Work through these questions with your team before the next risk management review.

  1. Can you name the three to five top events that dominate the severity landscape of your device? If not, your risk file is not yet organised around patient harm.
  2. For each top event, can you trace a path from component-level faults to the top event, and state what protective layers interrupt that path?
  3. Does your current technique choice (FMEA only, FTA only, or both) have a written justification that a notified body auditor could read and understand in under five minutes?
  4. If a supplier datasheet changes tomorrow and a failure rate doubles, does your risk file tell you which top event probabilities need to be recalculated?
  5. Are the probabilities in your FTA leaves traceable to evidence, or were they assigned from intuition?
  6. Does your design review agenda pull insights from the FTA before the design is frozen, or does the FTA document the design after the fact?
  7. When was the last time a technique choice actually changed what the team built, rather than what the team wrote down?

If four or more of these questions make the team uncomfortable, the risk management file is not yet doing the work EN ISO 14971 expects.

Frequently Asked Questions

Does EN ISO 14971:2019+A11:2021 require fault tree analysis? No. The standard requires a systematic process and appropriate analysis techniques. ISO/TR 24971 lists FTA as one example among many. The manufacturer picks based on the device.

Is FTA only for high-risk devices? No, but it is most valuable where severe or catastrophic top events dominate the risk profile. For lower-risk devices, FMEA or preliminary hazard analysis is often sufficient on its own.

Can a notified body reject a risk file that used only FMEA? Not because FMEA was chosen. A notified body can raise a non-conformity if the technique did not surface the risks that matter for the device. That is a technique-fit problem, not a technique-identity problem.

Should the FTA live in the technical documentation under MDR Annex II? Yes. The risk management file is part of the technical documentation. FTA diagrams, calculations, and the cross-link to FMEA all belong in the risk management file referenced from the technical documentation.

Is IEC 61025 harmonised under the MDR? IEC 61025 defines fault tree analysis as a technique. It is not a harmonised medical device standard in its own right, but it is the reference standard for FTA methodology and auditors expect trees to follow its conventions.

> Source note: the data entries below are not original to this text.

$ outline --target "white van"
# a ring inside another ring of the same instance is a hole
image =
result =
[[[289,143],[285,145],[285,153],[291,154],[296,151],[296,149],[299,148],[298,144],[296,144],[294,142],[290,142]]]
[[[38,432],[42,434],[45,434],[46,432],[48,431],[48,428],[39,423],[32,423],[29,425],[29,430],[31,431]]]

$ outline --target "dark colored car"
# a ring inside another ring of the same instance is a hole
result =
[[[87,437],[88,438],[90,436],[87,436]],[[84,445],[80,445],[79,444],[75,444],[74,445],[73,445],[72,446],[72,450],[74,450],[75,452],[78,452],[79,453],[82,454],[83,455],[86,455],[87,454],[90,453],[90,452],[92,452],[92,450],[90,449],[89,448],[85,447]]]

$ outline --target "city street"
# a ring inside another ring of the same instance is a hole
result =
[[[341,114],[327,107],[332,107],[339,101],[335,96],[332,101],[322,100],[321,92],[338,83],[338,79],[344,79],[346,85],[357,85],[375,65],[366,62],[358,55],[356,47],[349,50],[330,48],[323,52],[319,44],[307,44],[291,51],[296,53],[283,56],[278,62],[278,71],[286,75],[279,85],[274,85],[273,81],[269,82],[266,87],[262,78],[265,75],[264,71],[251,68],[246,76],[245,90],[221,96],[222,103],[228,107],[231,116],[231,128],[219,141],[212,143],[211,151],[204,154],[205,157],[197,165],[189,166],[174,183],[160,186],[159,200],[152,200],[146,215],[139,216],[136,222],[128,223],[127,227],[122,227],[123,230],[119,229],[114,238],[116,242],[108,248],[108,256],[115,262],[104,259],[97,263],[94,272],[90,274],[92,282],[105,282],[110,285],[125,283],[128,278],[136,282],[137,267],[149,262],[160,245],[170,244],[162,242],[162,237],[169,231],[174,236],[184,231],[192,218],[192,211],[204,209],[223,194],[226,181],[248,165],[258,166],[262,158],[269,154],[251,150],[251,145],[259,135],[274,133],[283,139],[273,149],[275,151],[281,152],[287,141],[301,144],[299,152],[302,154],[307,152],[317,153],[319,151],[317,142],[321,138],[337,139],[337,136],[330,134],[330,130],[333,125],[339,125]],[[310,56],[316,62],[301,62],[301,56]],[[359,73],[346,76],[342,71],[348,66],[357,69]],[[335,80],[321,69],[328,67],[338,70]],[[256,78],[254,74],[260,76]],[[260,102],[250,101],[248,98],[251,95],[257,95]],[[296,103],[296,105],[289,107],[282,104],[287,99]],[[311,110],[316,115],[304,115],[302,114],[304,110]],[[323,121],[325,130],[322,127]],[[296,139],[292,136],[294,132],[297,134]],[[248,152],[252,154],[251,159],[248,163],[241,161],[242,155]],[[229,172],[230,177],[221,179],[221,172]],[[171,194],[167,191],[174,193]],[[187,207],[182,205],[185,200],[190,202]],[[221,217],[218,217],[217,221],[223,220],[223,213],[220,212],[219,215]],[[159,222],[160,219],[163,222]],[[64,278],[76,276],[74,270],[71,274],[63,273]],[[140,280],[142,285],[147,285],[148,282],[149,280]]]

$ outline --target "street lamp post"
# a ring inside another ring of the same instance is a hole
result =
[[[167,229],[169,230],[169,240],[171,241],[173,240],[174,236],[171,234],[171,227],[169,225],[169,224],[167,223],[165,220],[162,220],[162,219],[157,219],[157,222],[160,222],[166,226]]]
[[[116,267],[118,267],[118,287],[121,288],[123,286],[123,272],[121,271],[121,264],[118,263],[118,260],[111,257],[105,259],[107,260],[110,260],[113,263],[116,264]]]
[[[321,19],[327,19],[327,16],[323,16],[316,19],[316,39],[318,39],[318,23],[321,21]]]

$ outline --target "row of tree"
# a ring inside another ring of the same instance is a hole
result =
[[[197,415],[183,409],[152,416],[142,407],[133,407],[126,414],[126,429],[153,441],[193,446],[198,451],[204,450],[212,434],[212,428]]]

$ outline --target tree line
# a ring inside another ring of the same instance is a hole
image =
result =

Does AI-assisted hazard identification change the picture? Tibor's view is that AI is useful for surfacing hazards humans might miss, particularly in preliminary hazard analysis. It does not replace the structured decomposition that FTA provides. Use AI to expand the hazard list, then use FTA to reason about which combinations lead to harm.

Sources

  1. Regulation (EU) 2017/745 on medical devices, consolidated text. Annex I General Safety and Performance Requirements 1-9, Annex II technical documentation.
  2. EN ISO 14971:2019+A11:2021. Medical devices. Application of risk management to medical devices. Harmonised standard.
  3. ISO/TR 24971. Medical devices. Guidance on the application of ISO 14971. Technical report, informational.
  4. IEC 61025. Fault tree analysis (FTA).